Constance Hunter, chief economist at KPMG, said she'll be looking for complications of a strong rebound: supply constraints. Also telling will be the extent to which demand for services picks back up after peoples' quarantine spending fixated on goods.

Hunter noted auto sales - and an accompanying semiconductor chip shortage - as one example. In a tweet Thursday morning, Hunter said she did not expect that auto sales would keep growing at their roaring pace. But if people shift away from buying cars and spend more on services, that could ease pressure on demand for chips, giving supply chains time to recalibrate.

The aluminum trailers and specialty imported metal boat parts needed at Chesapeake Light Craft are often sold out months ahead of time. Nationally, demand for new homes has triggered a lumber shortage, sending prices soaring.

As Daryl Fairweather, chief economist at the national real estate brokerage Redfin, ticked off all the ways in which this housing market had set records - price growth, time on market, homes sold over list price, homes selling in less than a week - she said all that housing activity had an outsize effect on economic growth in the first three months of the year.

New construction, agent fees and remodels propelled residential real estate to its biggest share of the economy since the housing bubble of the mid-2000s, Fairweather said. Although those forces should remain strong through the summer, she expects that housing's role in the economy will recede as price growth slows and other sectors catch up.

As recently as early January, economists surveyed by Wolters Kluwer's Blue Chip Economic Indicators thought the first quarter would see 0.6% growth (2.3% annualized) as the pandemic peaked, but they raised their forecasts as stimulus money flooded the country and 94 million Americans were at least partly vaccinated in a three-month period, according to data compiled by The Washington Post.
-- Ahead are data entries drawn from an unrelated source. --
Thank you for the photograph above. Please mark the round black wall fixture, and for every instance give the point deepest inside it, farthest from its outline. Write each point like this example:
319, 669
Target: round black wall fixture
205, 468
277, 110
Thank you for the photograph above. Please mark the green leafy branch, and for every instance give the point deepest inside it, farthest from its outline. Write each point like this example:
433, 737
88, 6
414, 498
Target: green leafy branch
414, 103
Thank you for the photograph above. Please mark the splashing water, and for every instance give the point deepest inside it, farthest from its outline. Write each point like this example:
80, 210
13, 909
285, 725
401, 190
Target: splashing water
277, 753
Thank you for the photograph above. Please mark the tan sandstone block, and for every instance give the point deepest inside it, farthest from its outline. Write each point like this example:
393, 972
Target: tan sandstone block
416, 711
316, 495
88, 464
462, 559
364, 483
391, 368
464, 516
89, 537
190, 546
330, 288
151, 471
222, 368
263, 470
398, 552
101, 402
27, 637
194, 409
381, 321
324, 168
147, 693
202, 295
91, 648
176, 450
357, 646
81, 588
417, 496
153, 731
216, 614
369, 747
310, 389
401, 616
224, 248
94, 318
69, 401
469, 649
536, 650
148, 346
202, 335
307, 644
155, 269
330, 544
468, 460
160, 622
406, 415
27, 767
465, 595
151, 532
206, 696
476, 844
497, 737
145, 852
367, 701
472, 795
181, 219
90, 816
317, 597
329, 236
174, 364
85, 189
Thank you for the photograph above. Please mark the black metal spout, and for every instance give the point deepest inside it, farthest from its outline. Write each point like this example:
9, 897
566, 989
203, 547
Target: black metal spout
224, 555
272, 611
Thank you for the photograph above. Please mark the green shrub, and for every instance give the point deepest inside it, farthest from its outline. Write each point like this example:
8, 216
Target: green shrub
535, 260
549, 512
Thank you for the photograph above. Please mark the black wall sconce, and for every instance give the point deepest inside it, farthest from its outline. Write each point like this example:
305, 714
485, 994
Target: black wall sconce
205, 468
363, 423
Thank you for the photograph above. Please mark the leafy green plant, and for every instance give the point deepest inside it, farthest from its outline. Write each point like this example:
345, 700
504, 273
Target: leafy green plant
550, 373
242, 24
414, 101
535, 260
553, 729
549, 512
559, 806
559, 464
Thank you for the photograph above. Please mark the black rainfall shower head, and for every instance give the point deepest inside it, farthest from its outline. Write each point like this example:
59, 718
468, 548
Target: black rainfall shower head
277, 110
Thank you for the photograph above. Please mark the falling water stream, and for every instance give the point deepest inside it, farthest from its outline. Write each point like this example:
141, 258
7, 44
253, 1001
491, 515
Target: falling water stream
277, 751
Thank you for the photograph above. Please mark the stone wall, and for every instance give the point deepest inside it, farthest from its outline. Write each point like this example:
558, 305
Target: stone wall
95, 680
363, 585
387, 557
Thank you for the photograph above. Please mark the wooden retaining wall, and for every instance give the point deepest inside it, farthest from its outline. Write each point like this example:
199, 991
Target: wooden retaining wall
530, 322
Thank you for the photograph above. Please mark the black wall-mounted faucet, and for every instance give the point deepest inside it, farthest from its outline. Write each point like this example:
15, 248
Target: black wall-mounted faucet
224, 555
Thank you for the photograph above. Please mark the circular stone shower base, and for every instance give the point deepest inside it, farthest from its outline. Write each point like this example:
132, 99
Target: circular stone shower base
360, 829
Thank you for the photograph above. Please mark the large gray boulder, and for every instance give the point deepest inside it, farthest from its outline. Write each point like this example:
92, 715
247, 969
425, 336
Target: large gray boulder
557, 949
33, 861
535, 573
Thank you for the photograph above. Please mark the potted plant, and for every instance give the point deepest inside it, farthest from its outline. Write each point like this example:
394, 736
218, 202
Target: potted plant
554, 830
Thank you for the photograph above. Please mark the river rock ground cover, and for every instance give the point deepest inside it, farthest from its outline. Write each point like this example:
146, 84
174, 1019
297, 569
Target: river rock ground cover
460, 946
The first quarter's growth, 1.6%, would be 6.4% at an annualized rate, but annualized rates can be misleading amid an unprecedented crisis because they imply that a quarter's trend will continue for an entire year. The Washington Post is focusing on quarterly rates until the economy recovers.

In the first half of 2020, as the United States shut down over fears of the fast-spreading novel coronavirus, the U.S. economy shrank more than 10%. After nine months of growth, it is more than nine-tenths of the way back. It remains further behind after accounting for population growth and the economy's estimated potential.

For much of corporate America, the boom is underway. Amid the rosy reports from firms including McDonald's and Northrop Grumman are ample signs companies believe that the boom will continue. Caterpillar's profits rose as the nation's mines and factors gear up for rising demand. Microsoft reported that the nation's coronavirus-era digital transformation continued apace.

If the current pace of economic growth is to be sustained, it will require increased productivity driven by new technologies such as those that proliferated during the pandemic, said the Economic Outlook Group's Baumohl. This week, Microsoft reported a 19% jump in revenue. On a call with analysts, CEO Satya Nadella noted the work-from-home world in which white-collar workers have been living played to the Seattle tech titan's strengths.

"Over a year into the pandemic, digital adoption curves aren't slowing down. In fact, they're accelerating and it's just the beginning," Nadella said.

Economists expect inflation to rise this year as vaccines become more widespread and people unleash pent-up desire to spend. But there's much debate about how high it will climb, and when the increase will trigger a response from the Federal Reserve or the White House.

On Wednesday, Fed Chair Jerome Powell warned that increases in inflation this year will be temporary and will reflect mismatches in supply and demand as the economy reopens. That's different from persistent or widespread price increases that weigh on the whole economy, he said.

"The supply will take a little bit of time to adapt," Powell said. "New restaurants will have to be opened. The supply of various inputs into the goods part of the economy will have to be brought back up to speed. And you're seeing some of that."